• Cuiabá, 16 de Novembro - 00:00:00

Empresário afirma ser apenas "colaborador" da PF


FOLHAMAX

Em nota encaminhada a imprensa, o Grupo São Benedito confirmou que o empresário Marcelo Maluf foi conduzido coercitivamente à sede da Polícia Federal para prestar esclarecimentos sobre as investigações da 11ª fase da “Operação Ararath”. No entanto, a rede de empresas de construção civil afirma que o empresário não está na condição de investigado, mas sim de declarante.

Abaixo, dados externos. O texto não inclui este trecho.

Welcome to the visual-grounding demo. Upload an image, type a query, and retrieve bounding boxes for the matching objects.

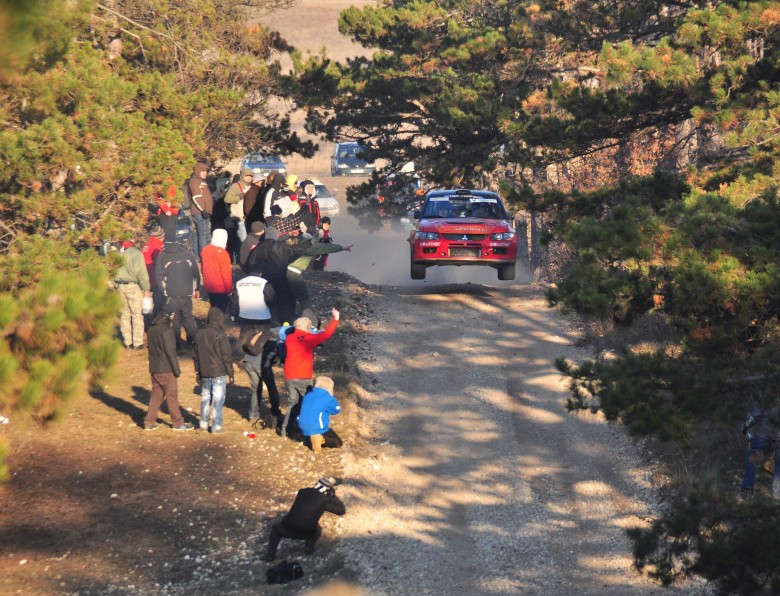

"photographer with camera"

Além disso, garante estar colaborando com a ação da Polícia Federal. “Neste contexto, encaminha todos os documentos solicitados pela Polícia Federal reiterando assim a contribuição do Grupo São Benedito junto a investigação”, afirma a nota.

Além de Marcelo Maluf, foram conduzidos coercitivamente à sede da Polícia Federal o empresário Georges Maluf, da Construtora GMS, que deixou o local pelos fundos. Todos prestam depoimento sobre as investigações baseadas num suposto esquema de venda de imóveis para "figurões" de Mato Grosso através do uso de terceiros.

O terceiro alvo da operação seria um dono de empresas no ramo de construção e fornecimento de materiais. A PF ainda não haveria cumprido o mandado de condução coercitiva.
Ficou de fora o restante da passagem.